Bandar lampung (Inforial.co) – Pemerintah Provinsi (Pemprov) Lampung berupaya mewujudkan stabilitas dan harmoni sosial guna mencegah konflik sosial di masyarakat melalui penerbitan Peraturan Gubernur Lampung (Pergub) Nomor 18 Tahun 2025.
“Salah satu upaya untuk mewujudkan stabilitas dan harmoni sosial di tengah masyarakat adalah dengan melakukan sosialisasi atas terbitnya Peraturan Gubernur (Pergub) Nomor 18 Tahun 2025 tentang pedoman penguatan ikatan sosial dalam pencegahan konflik sosial,” ujar Asisten Pemerintahan dan Kesra Pemerintah Provinsi Lampung M Firsada dalam keterangan di Bandarlampung, Selasa.

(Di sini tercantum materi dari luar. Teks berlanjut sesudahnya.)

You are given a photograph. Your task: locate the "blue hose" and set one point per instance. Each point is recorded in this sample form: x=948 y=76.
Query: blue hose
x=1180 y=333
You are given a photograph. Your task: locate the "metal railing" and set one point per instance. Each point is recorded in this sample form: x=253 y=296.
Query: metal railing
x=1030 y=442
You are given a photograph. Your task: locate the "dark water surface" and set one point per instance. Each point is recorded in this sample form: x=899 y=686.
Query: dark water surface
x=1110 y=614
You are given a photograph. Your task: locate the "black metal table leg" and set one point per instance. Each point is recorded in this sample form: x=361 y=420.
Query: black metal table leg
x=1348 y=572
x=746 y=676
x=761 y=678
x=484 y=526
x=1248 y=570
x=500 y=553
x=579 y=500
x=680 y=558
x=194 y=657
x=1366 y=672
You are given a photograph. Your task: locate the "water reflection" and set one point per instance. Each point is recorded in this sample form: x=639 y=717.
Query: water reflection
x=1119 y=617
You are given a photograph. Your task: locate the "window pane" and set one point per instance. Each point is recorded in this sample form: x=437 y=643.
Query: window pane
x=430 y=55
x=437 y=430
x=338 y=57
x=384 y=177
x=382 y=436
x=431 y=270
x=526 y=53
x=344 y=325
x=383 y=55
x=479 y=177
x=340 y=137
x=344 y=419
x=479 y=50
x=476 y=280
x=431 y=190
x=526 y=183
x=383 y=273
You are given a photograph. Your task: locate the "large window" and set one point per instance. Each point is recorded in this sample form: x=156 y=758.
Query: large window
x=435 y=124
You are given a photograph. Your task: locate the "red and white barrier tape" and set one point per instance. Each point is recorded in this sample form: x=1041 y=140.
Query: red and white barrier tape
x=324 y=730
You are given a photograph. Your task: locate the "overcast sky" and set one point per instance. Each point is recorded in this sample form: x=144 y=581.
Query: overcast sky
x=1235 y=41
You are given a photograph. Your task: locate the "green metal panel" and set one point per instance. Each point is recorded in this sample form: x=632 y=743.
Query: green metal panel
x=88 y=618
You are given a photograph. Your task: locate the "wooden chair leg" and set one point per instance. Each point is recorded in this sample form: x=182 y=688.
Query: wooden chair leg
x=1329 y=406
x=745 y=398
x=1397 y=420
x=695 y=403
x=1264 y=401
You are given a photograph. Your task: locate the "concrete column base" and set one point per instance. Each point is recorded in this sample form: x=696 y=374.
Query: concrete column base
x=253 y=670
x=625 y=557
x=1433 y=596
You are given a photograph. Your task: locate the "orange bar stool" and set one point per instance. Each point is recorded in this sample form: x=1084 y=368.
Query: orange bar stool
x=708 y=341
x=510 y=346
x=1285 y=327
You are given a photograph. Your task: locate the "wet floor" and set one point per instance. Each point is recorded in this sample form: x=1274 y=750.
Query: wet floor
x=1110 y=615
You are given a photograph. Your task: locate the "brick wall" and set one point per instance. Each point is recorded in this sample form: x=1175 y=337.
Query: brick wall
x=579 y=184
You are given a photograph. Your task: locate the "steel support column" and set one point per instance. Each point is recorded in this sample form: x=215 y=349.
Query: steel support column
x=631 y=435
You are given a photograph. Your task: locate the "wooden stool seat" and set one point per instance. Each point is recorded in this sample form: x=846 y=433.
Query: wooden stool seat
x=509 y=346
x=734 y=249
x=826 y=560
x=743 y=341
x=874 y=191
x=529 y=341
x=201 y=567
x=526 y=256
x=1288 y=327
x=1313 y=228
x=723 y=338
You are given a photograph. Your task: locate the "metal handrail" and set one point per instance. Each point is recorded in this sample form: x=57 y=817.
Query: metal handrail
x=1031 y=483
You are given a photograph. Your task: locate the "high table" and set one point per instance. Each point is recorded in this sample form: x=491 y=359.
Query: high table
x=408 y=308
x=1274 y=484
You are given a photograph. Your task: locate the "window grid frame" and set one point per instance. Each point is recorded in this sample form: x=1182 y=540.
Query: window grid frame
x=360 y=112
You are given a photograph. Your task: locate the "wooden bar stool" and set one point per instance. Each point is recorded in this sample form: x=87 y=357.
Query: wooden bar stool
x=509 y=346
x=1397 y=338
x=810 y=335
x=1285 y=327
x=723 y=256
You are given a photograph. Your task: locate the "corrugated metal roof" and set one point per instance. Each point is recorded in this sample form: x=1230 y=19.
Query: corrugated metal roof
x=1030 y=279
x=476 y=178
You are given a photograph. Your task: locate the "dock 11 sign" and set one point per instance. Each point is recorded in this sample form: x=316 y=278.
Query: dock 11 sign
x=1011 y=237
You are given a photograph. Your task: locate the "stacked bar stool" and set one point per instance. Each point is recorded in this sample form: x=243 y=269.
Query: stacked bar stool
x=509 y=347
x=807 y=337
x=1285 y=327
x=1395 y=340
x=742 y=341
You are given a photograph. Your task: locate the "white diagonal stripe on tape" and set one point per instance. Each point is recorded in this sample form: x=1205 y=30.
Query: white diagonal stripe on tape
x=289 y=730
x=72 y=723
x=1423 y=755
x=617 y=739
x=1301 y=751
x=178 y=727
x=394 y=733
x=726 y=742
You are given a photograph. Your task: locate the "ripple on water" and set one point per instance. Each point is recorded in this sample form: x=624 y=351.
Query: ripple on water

Ia mengatakan Pergub Nomor 18 Tahun 2025, menjadi tonggak penting bagi pemerintah daerah dalam upaya meminimalisasi kekerasan dan membangun lingkungan yang harmonis, serta meningkatkan produktivitas masyarakat.
“Pencegahan konflik memiliki peran krusial dalam menciptakan masyarakat yang lebih damai serta mengurangi dampak negatif yang bisa timbul akibat konflik yang berlarut,” katanya.
Dia menjelaskan pencegahan konflik juga bisa berdampak kepada pembentukan lingkungan yang harmonis, sehingga produktivitas masyarakat semakin meningkat.
“Pemerintah Provinsi Lampung juga melakukan berbagai upaya, seperti membentuk tim pencegahan konflik, penguatan sistem peringatan dini, peningkatan kesadaran, dialog antar-kelompok masyarakat, berperan aktif dalam memfasilitasi penyelesaian konflik melalui negosiasi, mediasi, dan pendekatan konstruktif,” tambahnya.
Ia berharap Pergub Nomor 18 Tahun 2025 dapat diimplementasikan secara menyeluruh, terutama oleh para pemuda.
“Pemuda ini masih memiliki semangat idealisme, kemampuan adaptasi dan jaringan sosial yang luas. Sehingga, mereka bisa menjadi agen perubahan yang positif, dapat memfasilitasi dialog serta membangun perdamaian melalui berbagai kebijakan,” ucap dia.
Dia mengajak semua pihak dapat memastikan pembangunan di Provinsi Lampung dapat berjalan dengan baik dan kondusif dengan minimnya konflik di masyarakat.